It was great to see so many of our families this week for our third open afternoon of the session. This time the location changed from the classrooms to our main hall. The children went in family groups armed with their PLPs, writing folders and one other piece or collection of learning to share with their families. Adults were asked to give feedback to their children on the learning they saw and also to spend time looking at the class floorbooks which captur,e through a range of evidence, the breadth and depth of learning which can’t always be represented in jotter work. At the end of a busy day children often don’t want to talk about what they did at school that day but the open afternoon allowed for an opportunity for the children to talk about their learning whilst looking through their evidence and seeing their progress. Thanks to all families who were able to attend.

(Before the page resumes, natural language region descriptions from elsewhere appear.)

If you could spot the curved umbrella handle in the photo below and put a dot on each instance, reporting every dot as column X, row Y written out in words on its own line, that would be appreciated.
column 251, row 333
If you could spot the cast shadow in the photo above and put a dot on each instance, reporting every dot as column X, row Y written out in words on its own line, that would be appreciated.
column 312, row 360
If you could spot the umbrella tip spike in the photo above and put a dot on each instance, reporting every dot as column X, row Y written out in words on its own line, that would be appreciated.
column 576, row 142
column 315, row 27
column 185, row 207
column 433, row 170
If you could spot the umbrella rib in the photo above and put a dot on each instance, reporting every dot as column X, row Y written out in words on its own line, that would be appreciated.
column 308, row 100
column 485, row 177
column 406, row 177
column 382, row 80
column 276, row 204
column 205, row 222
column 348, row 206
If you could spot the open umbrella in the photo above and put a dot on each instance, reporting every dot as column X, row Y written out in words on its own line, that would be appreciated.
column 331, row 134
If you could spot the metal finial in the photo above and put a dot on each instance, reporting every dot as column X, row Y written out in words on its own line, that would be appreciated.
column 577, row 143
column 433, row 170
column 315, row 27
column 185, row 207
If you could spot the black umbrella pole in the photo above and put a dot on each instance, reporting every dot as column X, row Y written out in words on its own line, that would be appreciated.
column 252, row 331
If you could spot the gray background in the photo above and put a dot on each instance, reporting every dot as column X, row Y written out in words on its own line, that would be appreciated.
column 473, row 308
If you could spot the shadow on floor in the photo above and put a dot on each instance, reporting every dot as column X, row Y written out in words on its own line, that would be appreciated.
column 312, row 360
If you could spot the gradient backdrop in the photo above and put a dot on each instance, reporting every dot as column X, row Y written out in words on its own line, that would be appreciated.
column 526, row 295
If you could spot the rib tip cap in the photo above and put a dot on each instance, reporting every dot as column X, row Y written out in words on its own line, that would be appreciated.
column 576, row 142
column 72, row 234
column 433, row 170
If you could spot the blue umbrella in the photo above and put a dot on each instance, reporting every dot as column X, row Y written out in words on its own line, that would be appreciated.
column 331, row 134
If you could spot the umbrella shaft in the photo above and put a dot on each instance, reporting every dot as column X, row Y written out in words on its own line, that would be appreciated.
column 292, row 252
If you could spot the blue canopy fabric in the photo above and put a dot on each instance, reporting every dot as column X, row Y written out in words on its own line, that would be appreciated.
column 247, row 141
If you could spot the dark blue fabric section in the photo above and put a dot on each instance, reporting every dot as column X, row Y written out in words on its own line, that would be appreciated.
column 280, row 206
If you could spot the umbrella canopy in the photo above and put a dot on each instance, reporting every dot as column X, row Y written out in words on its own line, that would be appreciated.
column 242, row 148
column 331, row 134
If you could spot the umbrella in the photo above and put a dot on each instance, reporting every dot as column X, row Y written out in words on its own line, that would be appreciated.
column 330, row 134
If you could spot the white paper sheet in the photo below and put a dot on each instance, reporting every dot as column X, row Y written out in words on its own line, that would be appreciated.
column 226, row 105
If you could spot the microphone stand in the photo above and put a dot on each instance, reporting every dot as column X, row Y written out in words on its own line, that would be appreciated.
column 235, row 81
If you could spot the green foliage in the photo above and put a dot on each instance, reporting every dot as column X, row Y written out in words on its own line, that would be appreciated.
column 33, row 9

P5/6 showed their entrepreneurial skills when they held a bake sale to raise funds for their class charity. the class were really well orgnaised with the other classes visitng during their allocated timetable slot and the cakes and other treats being rationed to ensure that every class were able to have a choice of goodies. Well done P5/6 – they raised over £150 for IRRI.
P3, P4 and P5 enjoyed outreach workshops from the University of Edinburgh’s Infectious Disease Department entitled Bugs and Bones. The Bugs and Bones chest contains a large variety of vertebrate specimens, the “bones”, alongside some of the microscopic parasitic samples, the “bugs”. The children were able to handl the polar bear, alligator, fox and rabbit skulls to learn about tooth and jaw development in different species and how this is related to diet and life-style. They were also able to investigate the microscopic world of intestinal worms and flies, and learn how these tiny creatures can cause or transmit serious disease to humans and animals. These workshops related to the class learning on Living Things.
P1/2 finished the week in grand style as they put their Home Learning Castles to the attack test. Children could choose either an aerial or ground attack upon their castle to see if their defences would withstand the attack. The sound of the excited pupils counting down from 10 and the sight of them watching in anticipation whilst Mrs Doran launched the attacks filled the corridors with laughter! The children were able to reflect on which castles were the strongest, how they had been constructed and the materials they had used and how they may construct things differently in the future – a great way to learn!